Both cases can be strong point for using multi-tenancy: customers can upgrade at their own pace, and can receive data restores without affecting other customers.

However, then we run into another issue: common data between different application versions. If the common data changes during an upgrade, you're going to run into trouble.

I know your examples of ZIP codes is less applicable here, as they're not prone to being changed between versions; but the general point still stands: some common data may indeed change between versions.

There are two solutions here, I will discuss both briefly.


1. Hosting the common data

You can keep a centralized database of common data, but I suggest hiding this behind a service. This gives you the possibility of easily returning versioned common data. Every tenant will tell you what their current version is (e.g. v1.3) and your service then ensures that it returns the common data for version 1.3.

This gives you the separation you need, but there are some issues here: it costs overhead to create the web service, and it's effectively an external dependency that you're always going to have to rely on.

I prefer this approach for common data which is not version-specific and instead considered "globally correct" (such as a list of ZIP codes).
However, there needs to be a reasonable data size to warrant putting it into a centralized repository.
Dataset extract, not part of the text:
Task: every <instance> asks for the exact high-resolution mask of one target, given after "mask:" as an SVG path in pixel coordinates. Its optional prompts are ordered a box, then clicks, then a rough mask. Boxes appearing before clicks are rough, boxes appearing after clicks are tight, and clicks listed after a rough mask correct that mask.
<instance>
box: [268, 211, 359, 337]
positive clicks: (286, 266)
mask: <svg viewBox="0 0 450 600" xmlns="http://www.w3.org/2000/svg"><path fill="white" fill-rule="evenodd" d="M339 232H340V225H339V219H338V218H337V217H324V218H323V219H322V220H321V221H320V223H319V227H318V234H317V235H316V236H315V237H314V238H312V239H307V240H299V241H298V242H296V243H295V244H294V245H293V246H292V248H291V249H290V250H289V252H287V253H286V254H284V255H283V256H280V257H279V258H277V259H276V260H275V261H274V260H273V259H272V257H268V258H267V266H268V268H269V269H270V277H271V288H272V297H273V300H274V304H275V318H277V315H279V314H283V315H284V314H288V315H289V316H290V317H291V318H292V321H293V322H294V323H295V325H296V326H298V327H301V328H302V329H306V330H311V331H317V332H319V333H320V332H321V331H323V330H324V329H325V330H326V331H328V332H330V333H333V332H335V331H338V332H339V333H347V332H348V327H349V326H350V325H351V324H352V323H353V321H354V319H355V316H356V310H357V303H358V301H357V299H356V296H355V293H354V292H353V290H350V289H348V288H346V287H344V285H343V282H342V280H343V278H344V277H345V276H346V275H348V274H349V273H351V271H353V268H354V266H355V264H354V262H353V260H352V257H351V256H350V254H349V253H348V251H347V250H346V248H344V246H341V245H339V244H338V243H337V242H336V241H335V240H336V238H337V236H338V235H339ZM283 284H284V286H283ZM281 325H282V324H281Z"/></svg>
If it's 5 fields, the overhead of creating the service far outweighs the data footprint of copying those 5 lines in all tenants.


2. Loading the common data into the tenant

I prefer this approach for common data which is version-specific, unless the data is so large that it becomes a problem to include it in every tenant separately.

In short, you can achieve this using (for example) database seeding in EF, which allows you to update the common data at the same time you upgrade the database schema to a newer version.

There are many ways to achieve this. I like database seeding as it ties nicely into the schema upgrade process.


I understand why you want to centralize data - it's shared data right? But there is a line of reasonability here, not every abstraction is necessary.

As an oversimplified example, consider the idea that when your entities all have audit fields (CreatedOn, ModifiedOn, ...), you tend to abstract this in a IAuditable or AuditableEntity. That is good practice
However, when you have three entities (Person, Country and StuffedAnimal) which all have a Name property, that doesn't mean that you should abstract this into a INamed or NamedEntity. This no longer a reasonable argument.

The same is happening here. When you apply the theory to the letter, then shared data should be abstracted into a centralized point. However, by that same logic, you also shouldn't be using multi-tenancy then because they have a shared database schema, right?

You shouldn't apply the theory to the letter here, and instead consider the practical application. A tenant is created specifically to run independently from the other tenants. There are several benefits to doing so, but "pure abstraction" isn't one of them. If anything, multi-tenancy is refusing to abstract or share resources specifically so you can prevent issues from becoming a global issue for all yoru customers.

If you need updates to your common data to be propagated to all tenants at all times, then option 1 is better.

If you want to ability to version your common data for your tenants, then you are better off keeping the data locally inside the tenants themselves.